Better Late Than Never

He had heard about me from my hairdresser. So he became my friend on a social media site. That was it. He never sent me a message or contacted me. I think he wanted to. He never did.  Actually I sent him one. As soon as I saw his picture, his old partner came through and he wanted me to contact him because he had something to say.

So I did

If I contact someone it is to deliver a message from spirit. This spirit was his former partner who took his life. He had to get his message known. So I persisted and we agreed to meet. I am sure when a medium contacts you, there might be hesitation to find out what they want to tell you. He was very open to it which made the process better. I somehow ended up in the wrong location and spirit was there hanging onto my shoulder the entire way, nervous that his ex partner was about to show up. Eventually I made it to the right location. It was a very eclectic, diverse and very popular place on a weekends. It was the first time I saw a cat in a stroller and loving it. Usually you see a smaller dog being pushed in a baby stroller, certainly not a cat.

You might ask, well, if the living have grief, and gotten over it, maybe the dead can too. Even if the living human has gone through the grieving process and forgiven the suicide victim, it is not over for the suicide victim themselves. They are still trying to come to terms with what they did, why they did it and to find closure, most want to say they are sorry, the biggest word is sorry. Some dont want to let go, others will remain in a grey area because they can’t forgive themselves but most are in the light upon death. They don’t go to hell unless they are extremely bad people in life. He was still around, still hanging around.

So we three sat down, me and two men. One was the new partner. Of course spirit was not happy that he was there but he knew he was dead and couldn’t do anything about it and just wanted his old partner happy. He just wanted happiness for him. I told him I was shown pills and a rope. This was how the suicide victim took his own life.
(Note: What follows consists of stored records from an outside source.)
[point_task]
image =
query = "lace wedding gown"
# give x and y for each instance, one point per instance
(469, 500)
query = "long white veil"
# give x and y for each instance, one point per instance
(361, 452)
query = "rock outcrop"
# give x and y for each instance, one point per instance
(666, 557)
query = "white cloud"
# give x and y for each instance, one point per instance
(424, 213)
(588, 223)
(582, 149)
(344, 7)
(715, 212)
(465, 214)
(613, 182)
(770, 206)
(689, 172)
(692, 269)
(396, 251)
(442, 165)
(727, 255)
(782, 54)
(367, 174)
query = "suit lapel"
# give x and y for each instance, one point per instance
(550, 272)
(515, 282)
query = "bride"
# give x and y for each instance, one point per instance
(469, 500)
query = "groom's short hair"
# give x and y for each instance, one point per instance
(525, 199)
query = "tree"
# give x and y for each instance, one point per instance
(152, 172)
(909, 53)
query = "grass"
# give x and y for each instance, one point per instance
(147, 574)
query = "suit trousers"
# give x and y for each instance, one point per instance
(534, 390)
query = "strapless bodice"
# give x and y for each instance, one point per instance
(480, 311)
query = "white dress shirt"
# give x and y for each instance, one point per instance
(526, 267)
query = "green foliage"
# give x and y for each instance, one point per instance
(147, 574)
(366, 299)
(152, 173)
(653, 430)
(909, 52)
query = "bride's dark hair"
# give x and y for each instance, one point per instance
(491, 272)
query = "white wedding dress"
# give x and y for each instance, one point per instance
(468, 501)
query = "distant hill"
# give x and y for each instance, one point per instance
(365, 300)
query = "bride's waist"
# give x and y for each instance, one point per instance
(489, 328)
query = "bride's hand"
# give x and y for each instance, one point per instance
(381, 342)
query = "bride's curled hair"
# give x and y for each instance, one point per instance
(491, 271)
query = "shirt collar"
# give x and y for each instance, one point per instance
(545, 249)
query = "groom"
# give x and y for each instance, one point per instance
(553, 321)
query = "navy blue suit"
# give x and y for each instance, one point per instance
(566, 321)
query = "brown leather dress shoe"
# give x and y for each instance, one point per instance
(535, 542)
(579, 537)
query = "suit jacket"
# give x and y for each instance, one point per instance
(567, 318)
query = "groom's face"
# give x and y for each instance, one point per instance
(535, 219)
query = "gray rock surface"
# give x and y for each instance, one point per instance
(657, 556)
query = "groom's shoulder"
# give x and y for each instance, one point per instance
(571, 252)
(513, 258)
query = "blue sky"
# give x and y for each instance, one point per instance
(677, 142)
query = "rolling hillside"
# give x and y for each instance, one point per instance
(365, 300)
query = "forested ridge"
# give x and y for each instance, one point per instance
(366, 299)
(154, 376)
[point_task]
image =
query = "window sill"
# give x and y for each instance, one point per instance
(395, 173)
Burial plans were discussed and I suggested that they follow his wishes. Keeping his remains was not an option but perhaps granting what he wanted with maybe a second option to appease the living was the answer.

All in all, the suicide victim was happy in that he could now move on, and go into the light knowing that he said what he wanted to say, and that was a simple but heart felt sorry and to grant forgiveness and receive it. Better late than never I say.

 

 

Three Escorts

He saw angels standing at his window sill in the hospital room. Large angels that were waiting on him. The fragile hairless man who stood up was ravaged by the disease that had him. Yet, he jumped out of bed to see his companions who would, along with his father escort him to the otherside. He had never seen an angel before, there were three waiting on him, their wings outstretched, all in white gowns, with crowns of gold on their heads were waiting for one of their beloved souls to cross. He asked if I saw them. I had to see them! They were so beautiful!

A few hours later, this fragile man was comatose muttering in his sleep, “How are you going to take me home? Yes, I want to go home. How are we going to get there? Piggy back?” then he laughed.
I knew he was talking to his father, my Granddaddy, who was present in the room, ready to retrieve his son. He had died about 12 years earlier of a different form of the disease that had my father.
I stepped out after that to refresh myself and left the hospital grounds for a while. Suddenly upon walking through the parking garage tunnel that led to the hospital, I knew he was going. I innately knew my father was not to live much longer. A voice whispered to me, hurry, just hurry. Running to meet death, I had to tell him goodbye.
Holding his hand while his breaths were shallow, strained and heavy, gargled by the mucous in his chest. I asked him to check on me from time to time, and to tell God and Jesus I said hello, that I loved him dearly. I always would.

Not yet fully able to come to grips with his death which was so imminent, I held back what I really wanted to say and that was to say how lucky I was to have him as a loving father, one who stood by me all those years and who only wanted the best for me. No girl could have been as lucky as me.

He squeezed my hand. In that moment, I knew he could hear me. He knew. There is life in a comatose state before we pass. Thank God he knew how much I loved him.

With all the family around, he arose from his coma to ask what was happening with his body. My sister, a physician, had to tell him, “Daddy, you are in the hospital.  He asked, “why?”
“Because Daddy, you are dying of lung cancer.”
He nodded as though he understood, being a doctor himself. He then said he loved everyone very much and laid back down, his head upon the soft pillow and stopped breathing.